Propos recueillis par Wilson Le Personnic
Publié le 28 juin 2023
Figure phare de la danse post-moderne, le chorégraphe américain Merce Cunningham a laissé derrière lui un corpus de plus de 200 pièces. Parmi elles, Dime a Dance, une performance créée en 1953 dont il reste aujourd’hui très peu d’archives. Inspiré·es par l’esprit du Black Moutain collège, les danseur·euses et chorégraphes Ashley Chen, Cheryl Therrien et Anna Chirescu revisitent cette œuvre à partir des procédés de création aléatoire que Merce Cunningham et John Cage aimaient expérimenter ensemble à l’époque. Dans cet entretien, Ashley Chen, Cheryl Therrien et Anna Chirescu partagent leurs regards sur cet héritage et reviennent sur le processus de re-création de Dime a Dance.

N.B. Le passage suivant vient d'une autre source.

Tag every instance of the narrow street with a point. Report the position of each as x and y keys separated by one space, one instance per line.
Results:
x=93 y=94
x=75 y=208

Comment pourriez-vous résumer la pensée chorégraphique spécifique à Merce Cunningham ?
La pensée chorégraphique de Merce se formule sous la forme de questions, de tentatives, de prise de risque et d’explorations toujours renouvelées. En inversant, déplaçant, repoussant plus loin les limites du corps, Merce a imaginé une pensée sur la danse très ouverte et ludique, tout en étant d’une grande exigence. Sa manière d’envisager l’espace, le temps et la musique a également vraiment ouvert de nouveaux champs d’explorations et de réflexions à l’époque. Au-delà de la virtuosité qui découle de son travail, la danse de Merce propose un état d’être au plateau très puissant et des propositions ouvertes pour chaque danseur·euse, ou chacun·e est libre de trouver son cheminement.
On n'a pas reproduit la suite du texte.